As coisas eram um pouco diferentes do que são hoje em dia.
Costumávamos acompanhar o mais de perto possível a carreira de nossos ídolos,
mas sem se importar com detalhes tão pessoais, como as cores preferidas, as
boutiques mais frequentadas e outras efemérides. O que importava mais eram as
tendências que cada álbum seguiria, o acolhimento das excursões, as datas dos
próximos lançamentos. Tanto fazia se guitarrista tal era homossexual, se
baixista X era religioso ou se baterista Y traía a mulher. O que mais importava
era o produto entregue. Mas era possível detectar algumas características
comuns e algumas sutilezas que diferenciava determinada banda de todas as
outras.
Havia um tripé que sustentava toda a cena hard rock de então: Led Zeppelin, Deep
Purple e Black Sabbath. Do primeiro, tínhamos as raízes blues e o misticismo
contrapostos a uma seção rítmica poderosa. Do segundo, um ar mais de pesquisa
(era o única das três que tinha um tecladista de ofício, o excelente Jon Lord)
e velocidade.

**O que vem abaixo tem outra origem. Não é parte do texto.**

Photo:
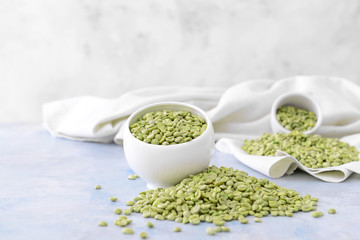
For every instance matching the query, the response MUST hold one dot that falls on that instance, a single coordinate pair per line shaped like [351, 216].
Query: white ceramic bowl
[165, 165]
[299, 100]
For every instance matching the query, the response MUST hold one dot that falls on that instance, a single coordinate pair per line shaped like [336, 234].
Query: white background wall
[54, 49]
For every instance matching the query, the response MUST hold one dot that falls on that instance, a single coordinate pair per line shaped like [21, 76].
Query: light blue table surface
[47, 192]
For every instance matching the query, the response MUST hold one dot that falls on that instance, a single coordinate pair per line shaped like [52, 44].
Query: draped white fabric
[239, 112]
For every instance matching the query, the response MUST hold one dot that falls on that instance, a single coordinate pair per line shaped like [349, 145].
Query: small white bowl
[298, 100]
[162, 166]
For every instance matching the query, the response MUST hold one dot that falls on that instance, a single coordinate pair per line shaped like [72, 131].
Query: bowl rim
[144, 108]
[318, 112]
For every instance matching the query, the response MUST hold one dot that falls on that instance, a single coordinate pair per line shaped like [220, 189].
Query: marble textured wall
[54, 49]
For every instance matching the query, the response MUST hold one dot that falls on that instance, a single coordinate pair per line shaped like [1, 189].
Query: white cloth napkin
[237, 113]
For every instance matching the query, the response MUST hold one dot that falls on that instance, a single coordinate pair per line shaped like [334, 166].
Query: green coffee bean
[127, 211]
[117, 211]
[133, 176]
[312, 151]
[168, 127]
[317, 214]
[332, 211]
[127, 230]
[113, 199]
[258, 220]
[221, 194]
[296, 119]
[143, 235]
[210, 231]
[243, 220]
[130, 203]
[102, 224]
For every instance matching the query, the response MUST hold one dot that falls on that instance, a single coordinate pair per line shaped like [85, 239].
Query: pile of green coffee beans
[296, 119]
[220, 194]
[168, 127]
[313, 151]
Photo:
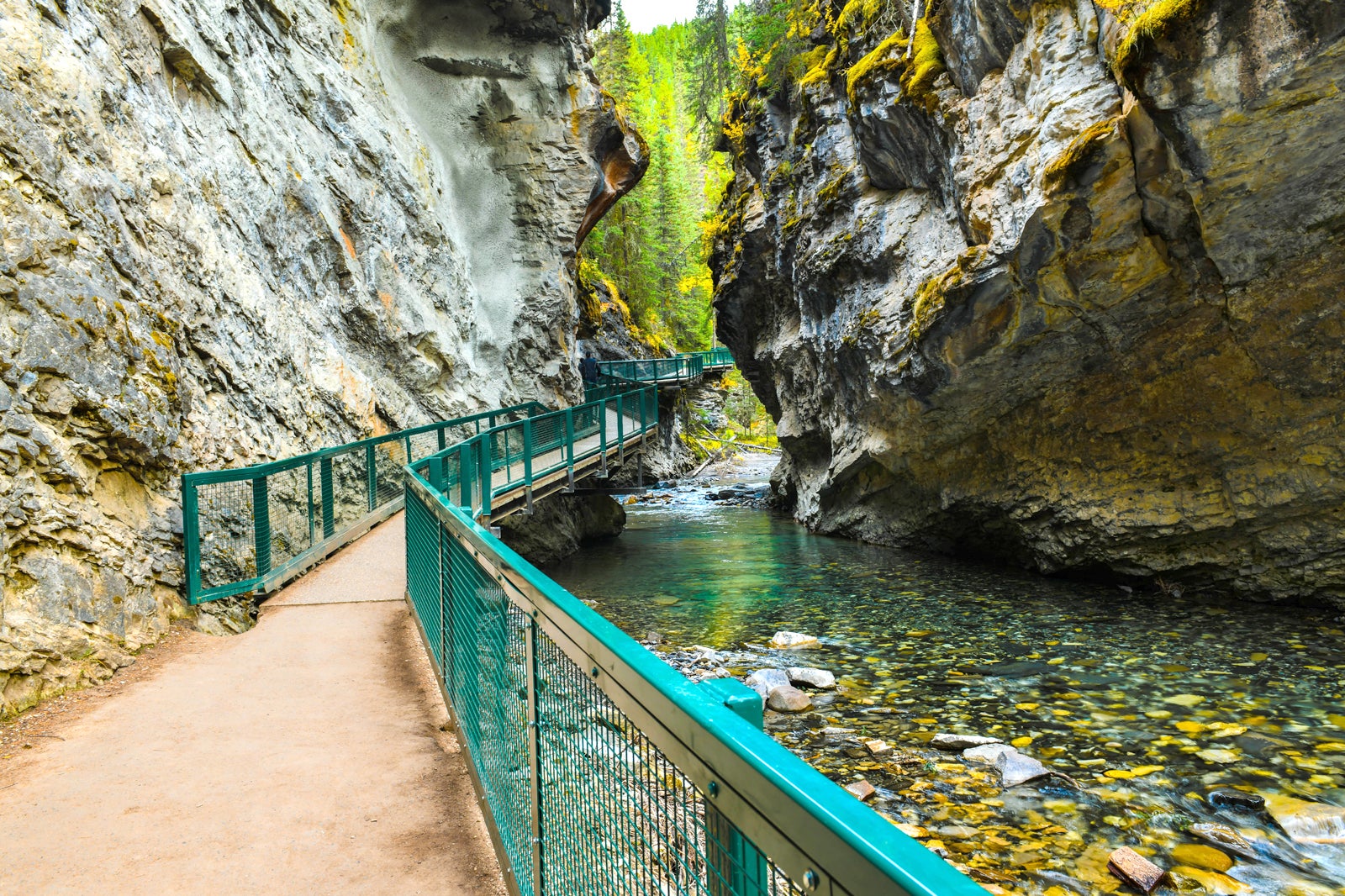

Do terceiro, a atmosfera macabra e o peso, digno de estourar
crânios. Ao todo, em suas formações clássicas, eram treze músicos, doze deles
exímios. O único que não era um virtuoso executor era o Ozzy Osbourne. Mas,
longe de qualquer dúvida, era o mais essencial de todos, porque sintetizava
todo o pensamento daquela juventude que aflorou nos fins da década de 60. E
esse era permeado pela revolta e pela violência.
O que tínhamos
naquela época? Um mundo na premência da guerra. Lembremo-nos que aqueles eram
os anos do pós-guerra mundial e da guerra fria. Estados Unidos e União
Soviética espalhavam seu imperialismo pelo mundo e colocavam a humanidade sob
constante ameaça de um combate nuclear. Eram tempos da guerra do Vietnã em
pleno curso, onde milhares de soldados foram enviados a uma terra totalmente
desconhecida, onde um povo absolutamente distinto procurava dar um rumo para a
sua vida. Eram os anos do apartheid,
e a minoria branca não só exercia o poder discricionariamente, mas também
transformava a África do Sul em um imenso gueto.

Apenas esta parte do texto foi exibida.